SAN JOSE, Calif. -- It's gone from bad to worse for troubled DRAM maker Qimonda AG, as its U.S. subsidiary has now filed for bankruptcy.
The U.S. unit--Qimonda North America Corp. and Qimonda Richmond L.L.C.--have each filed a voluntary petition for relief under Chapter 11 of the U.S. Bankruptcy Code in the U.S. Bankruptcy Court for the District of Delaware.
The U.S. company plans to continue its sales and marketing operations and the previously-announced wind down of its Sandston, Virginia-based fab. Management will now focus on developing a corporate restructuring plan.
On Jan. 23, after failing to secure anticipated government financing, the parent company, Qimonda AG (Munich, Germany), filed for insolvency protection in Germany.
Qimonda's U.S. unit determined that it was in the best interest of the company to file for bankruptcy protection.
"While the decision to file was not easy, it was necessary under the circumstances to allow us an opportunity to restructure our balance sheet and improve our operations," said Miriam Martinez, president and chief financial officer for Qimonda North America, in a statement.

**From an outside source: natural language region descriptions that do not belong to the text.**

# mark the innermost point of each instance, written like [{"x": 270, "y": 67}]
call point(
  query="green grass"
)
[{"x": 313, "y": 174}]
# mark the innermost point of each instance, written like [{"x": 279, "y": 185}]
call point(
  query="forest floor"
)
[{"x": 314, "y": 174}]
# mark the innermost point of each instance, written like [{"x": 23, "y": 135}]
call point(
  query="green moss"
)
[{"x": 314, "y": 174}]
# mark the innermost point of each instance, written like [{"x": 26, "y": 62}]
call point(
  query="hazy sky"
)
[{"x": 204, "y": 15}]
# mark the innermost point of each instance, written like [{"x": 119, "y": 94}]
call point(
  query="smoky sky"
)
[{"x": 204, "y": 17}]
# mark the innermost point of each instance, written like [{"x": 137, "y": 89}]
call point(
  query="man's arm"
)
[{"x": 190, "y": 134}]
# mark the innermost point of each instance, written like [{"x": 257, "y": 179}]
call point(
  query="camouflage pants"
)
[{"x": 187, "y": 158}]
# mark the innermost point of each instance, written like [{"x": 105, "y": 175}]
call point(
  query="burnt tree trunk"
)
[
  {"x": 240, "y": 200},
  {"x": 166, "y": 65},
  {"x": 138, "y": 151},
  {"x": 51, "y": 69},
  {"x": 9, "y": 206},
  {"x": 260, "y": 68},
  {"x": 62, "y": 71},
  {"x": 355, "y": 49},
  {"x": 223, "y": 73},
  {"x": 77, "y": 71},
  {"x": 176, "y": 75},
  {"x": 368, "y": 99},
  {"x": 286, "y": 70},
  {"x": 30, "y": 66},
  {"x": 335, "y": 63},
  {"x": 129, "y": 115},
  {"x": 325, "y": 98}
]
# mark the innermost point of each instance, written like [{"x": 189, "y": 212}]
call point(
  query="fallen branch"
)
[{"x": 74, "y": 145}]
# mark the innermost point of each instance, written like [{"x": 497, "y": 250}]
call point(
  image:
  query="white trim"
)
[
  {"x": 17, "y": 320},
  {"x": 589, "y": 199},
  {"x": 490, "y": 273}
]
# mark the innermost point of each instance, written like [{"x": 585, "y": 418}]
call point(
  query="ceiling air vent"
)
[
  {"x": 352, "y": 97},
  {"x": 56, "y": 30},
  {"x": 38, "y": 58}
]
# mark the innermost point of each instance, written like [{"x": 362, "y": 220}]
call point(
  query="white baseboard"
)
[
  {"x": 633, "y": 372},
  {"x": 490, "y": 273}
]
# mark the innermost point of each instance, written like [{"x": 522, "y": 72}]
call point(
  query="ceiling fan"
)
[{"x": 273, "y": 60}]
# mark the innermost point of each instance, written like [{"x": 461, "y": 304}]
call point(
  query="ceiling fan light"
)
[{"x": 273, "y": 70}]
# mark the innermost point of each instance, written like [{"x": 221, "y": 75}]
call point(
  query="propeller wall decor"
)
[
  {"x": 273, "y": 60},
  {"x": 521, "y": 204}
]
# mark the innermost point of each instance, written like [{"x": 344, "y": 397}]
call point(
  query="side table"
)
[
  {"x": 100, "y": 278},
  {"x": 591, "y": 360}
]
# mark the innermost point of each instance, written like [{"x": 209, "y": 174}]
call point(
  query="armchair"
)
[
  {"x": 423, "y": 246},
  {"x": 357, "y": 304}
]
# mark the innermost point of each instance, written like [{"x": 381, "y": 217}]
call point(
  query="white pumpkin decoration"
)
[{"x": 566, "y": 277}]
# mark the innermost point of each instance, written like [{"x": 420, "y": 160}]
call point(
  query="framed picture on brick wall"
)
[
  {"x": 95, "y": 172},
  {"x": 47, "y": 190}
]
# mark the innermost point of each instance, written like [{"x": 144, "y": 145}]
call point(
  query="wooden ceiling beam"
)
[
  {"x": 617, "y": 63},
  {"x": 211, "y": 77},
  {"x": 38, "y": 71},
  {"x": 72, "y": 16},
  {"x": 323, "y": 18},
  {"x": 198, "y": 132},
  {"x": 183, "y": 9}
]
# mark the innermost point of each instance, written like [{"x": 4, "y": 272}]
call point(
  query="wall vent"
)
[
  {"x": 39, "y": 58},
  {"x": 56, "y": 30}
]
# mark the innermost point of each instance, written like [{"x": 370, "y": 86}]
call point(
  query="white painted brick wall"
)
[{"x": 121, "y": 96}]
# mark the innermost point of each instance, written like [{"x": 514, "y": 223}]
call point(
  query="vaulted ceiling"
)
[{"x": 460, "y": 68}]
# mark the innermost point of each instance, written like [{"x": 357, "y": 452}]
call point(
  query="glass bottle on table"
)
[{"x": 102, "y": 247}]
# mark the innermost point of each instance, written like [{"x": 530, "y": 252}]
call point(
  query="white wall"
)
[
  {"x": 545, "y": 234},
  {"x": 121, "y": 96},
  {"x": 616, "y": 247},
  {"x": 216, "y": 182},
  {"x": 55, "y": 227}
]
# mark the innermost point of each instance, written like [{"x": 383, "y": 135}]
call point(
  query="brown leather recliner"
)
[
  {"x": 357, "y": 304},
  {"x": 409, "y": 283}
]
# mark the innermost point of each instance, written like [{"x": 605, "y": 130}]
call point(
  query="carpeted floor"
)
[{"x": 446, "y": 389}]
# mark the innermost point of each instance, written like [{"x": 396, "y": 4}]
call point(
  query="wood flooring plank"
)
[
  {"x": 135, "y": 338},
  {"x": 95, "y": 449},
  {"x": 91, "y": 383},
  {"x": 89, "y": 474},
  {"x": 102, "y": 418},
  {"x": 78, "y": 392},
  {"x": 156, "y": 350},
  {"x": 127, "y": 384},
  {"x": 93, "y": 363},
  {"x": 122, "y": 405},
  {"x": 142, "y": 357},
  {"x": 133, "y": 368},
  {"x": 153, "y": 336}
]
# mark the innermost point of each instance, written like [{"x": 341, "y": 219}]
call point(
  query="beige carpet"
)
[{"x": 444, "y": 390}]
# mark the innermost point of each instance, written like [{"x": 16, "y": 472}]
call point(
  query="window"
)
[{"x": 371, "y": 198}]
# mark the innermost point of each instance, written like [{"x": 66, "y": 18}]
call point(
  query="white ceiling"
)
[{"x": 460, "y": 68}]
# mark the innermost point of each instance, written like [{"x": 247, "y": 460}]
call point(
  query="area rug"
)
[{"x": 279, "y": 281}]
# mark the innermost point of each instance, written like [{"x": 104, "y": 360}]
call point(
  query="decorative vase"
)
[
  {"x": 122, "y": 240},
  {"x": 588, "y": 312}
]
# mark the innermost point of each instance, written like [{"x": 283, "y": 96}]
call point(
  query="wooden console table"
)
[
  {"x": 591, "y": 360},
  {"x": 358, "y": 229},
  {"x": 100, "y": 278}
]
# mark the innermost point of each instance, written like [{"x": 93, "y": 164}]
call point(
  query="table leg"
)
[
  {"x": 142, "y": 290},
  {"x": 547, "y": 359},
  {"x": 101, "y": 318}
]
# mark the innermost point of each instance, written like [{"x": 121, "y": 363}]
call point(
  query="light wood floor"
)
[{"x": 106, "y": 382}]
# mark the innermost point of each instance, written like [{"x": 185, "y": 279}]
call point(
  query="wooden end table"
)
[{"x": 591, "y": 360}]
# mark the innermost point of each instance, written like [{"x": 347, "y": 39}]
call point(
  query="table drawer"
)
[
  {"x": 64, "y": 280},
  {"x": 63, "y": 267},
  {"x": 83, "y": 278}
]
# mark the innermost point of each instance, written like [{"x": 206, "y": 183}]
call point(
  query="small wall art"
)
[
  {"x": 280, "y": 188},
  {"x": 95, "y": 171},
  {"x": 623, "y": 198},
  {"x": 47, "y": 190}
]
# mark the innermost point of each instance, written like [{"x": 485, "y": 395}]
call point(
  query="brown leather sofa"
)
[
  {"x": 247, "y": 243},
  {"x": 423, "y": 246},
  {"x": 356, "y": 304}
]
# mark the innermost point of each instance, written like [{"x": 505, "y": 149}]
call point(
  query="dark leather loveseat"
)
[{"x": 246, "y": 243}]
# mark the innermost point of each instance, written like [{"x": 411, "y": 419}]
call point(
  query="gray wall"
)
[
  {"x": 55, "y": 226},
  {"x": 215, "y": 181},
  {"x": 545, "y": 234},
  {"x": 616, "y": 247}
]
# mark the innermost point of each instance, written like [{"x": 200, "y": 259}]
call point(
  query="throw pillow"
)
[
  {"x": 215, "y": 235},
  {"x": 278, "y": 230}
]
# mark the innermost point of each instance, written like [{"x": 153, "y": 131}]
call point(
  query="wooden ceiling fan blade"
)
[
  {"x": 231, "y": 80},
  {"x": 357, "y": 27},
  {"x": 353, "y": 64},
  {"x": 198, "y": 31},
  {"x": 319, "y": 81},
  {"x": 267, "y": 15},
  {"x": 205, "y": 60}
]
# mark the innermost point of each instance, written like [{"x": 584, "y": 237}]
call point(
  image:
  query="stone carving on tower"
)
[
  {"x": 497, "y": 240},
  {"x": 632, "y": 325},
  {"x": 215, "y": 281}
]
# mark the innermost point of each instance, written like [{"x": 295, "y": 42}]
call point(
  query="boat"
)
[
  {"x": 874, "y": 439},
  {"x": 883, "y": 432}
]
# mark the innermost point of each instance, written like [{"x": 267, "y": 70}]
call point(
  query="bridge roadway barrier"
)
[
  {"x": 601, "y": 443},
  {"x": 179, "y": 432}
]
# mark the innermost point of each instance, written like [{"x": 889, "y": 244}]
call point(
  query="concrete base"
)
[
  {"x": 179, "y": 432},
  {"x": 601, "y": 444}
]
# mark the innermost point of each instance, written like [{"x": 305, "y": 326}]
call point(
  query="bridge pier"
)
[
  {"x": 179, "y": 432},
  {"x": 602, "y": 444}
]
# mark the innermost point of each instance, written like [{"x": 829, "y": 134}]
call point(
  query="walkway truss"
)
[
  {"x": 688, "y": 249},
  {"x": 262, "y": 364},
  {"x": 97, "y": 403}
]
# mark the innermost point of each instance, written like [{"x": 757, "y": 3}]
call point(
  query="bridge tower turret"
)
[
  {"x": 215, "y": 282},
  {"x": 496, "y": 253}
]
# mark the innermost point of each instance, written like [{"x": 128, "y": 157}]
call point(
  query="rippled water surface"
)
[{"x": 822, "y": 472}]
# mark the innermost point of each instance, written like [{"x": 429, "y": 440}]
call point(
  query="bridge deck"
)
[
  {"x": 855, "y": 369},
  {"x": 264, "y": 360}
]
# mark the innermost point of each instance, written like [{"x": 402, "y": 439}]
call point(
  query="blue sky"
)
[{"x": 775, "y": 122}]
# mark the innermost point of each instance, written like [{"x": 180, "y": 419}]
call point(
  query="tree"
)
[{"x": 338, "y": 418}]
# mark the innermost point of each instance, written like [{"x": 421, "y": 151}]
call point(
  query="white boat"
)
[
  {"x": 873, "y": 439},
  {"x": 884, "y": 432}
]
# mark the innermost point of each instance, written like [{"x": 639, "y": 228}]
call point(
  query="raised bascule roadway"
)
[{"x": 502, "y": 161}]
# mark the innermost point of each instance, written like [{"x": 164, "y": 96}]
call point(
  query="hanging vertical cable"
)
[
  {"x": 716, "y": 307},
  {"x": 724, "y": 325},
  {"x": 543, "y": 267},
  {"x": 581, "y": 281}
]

"Through the reorganization process, we anticipate that we will continue to serve our customers without interruption and continue to meet their expectations,"
Martinez said.
Qimonda's U.S. unit has retained Alvarez & Marsal, a restructuring and corporate advisory firm, to assist the company throughout the restructuring process, and Simpson Thacher & Bartlett, LLP as its counsel.